The literary merits of The Picture of Dorian Gray impressed Stoddart, but, as an editor, he told the publisher, George Lippincott, "in its present condition there are a number of things an innocent woman would make an exception to. ..." Among the pre-publication deletions that Stoddart and his editors made to the text of Wilde's original manuscript were: (i) passages alluding to homosexuality and to homosexual desire; (ii) all references to the fictional book title Le Secret de Raoul and its author, CatulleSarrazin; and (iii) all "mistress" references to Gray's lovers, Sibyl Vane and Hetty Merton.
The Picture of Dorian Gray was published on 20 June 1890, in the July issue of Lippincott's Monthly Magazine. British reviewers condemned the novel's immorality, and said condemnation was so controversial that the W H Smith publishing house withdrew every copy of the July 1890 issue of Lippincott's Monthly Magazine from its bookstalls in railway stations. Consequent to the harsh criticism of the 1890 magazine edition, Wilde ameliorated the homoerotic references, to simplify the moral message of the story. In the magazine edition (1890), Basil tells Lord Henry how he "worships" Dorian, and begs him not to "take away the one person that makes my life absolutely lovely to me." In the magazine edition, Basil concentrates upon love, whereas, in the book edition (1891), Basil concentrates upon his art, saying to Lord Henry, "the one person who gives my art whatever charm it may possess: my life as an artist depends on him."
The magazine edition of The Picture of Dorian Gray (1890) was expanded from thirteen to twenty chapters; and the magazine edition's final chapter was divided into two chapters, the nineteenth and twentieth chapters of the book edition of The Picture of Dorian Gray (1891). Wilde's textual additions were about "fleshing out of Dorian as a character" and providing details of his ancestry that made his "psychological collapse more prolonged and more convincing."

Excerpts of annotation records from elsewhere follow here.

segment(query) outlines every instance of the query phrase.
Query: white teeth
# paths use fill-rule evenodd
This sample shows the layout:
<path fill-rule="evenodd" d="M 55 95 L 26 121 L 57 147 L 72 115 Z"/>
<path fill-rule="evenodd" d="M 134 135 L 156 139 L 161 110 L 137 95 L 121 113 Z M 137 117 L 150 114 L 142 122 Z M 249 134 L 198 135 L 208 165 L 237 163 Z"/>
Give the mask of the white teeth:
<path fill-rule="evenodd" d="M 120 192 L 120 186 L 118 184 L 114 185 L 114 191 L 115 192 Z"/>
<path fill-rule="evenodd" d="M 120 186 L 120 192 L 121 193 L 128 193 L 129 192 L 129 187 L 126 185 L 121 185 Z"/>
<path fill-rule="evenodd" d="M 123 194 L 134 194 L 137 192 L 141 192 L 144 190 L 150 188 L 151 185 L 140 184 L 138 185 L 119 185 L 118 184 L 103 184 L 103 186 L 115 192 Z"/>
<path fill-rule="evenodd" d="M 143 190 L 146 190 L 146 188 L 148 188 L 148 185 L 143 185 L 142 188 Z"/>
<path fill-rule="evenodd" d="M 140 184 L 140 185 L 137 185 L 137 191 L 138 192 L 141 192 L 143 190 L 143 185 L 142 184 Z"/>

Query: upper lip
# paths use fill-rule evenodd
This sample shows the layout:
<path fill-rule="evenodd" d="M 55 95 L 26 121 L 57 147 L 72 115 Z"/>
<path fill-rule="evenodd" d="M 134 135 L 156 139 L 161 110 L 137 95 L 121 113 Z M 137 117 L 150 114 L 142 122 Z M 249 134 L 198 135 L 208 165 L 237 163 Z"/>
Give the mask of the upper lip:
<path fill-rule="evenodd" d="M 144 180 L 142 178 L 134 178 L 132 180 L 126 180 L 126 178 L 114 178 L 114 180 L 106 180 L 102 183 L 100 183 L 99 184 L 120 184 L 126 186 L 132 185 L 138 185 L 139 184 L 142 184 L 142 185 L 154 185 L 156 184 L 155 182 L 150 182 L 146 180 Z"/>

The introduction of the James Vane character to the story develops the socio-economic background of the Sibyl Vane character, thus emphasising Dorian's selfishness and foreshadowing James's accurate perception of the essentially immoral character of Dorian Gray; thus, he correctly deduced Dorian's dishonourable intent towards Sibyl. The sub-plot about James Vane's dislike of Dorian gives the novel a Victorian tinge of class struggle. With such textual changes, Oscar Wilde meant to diminish the moralistic controversy about the novel The Picture of Dorian Gray.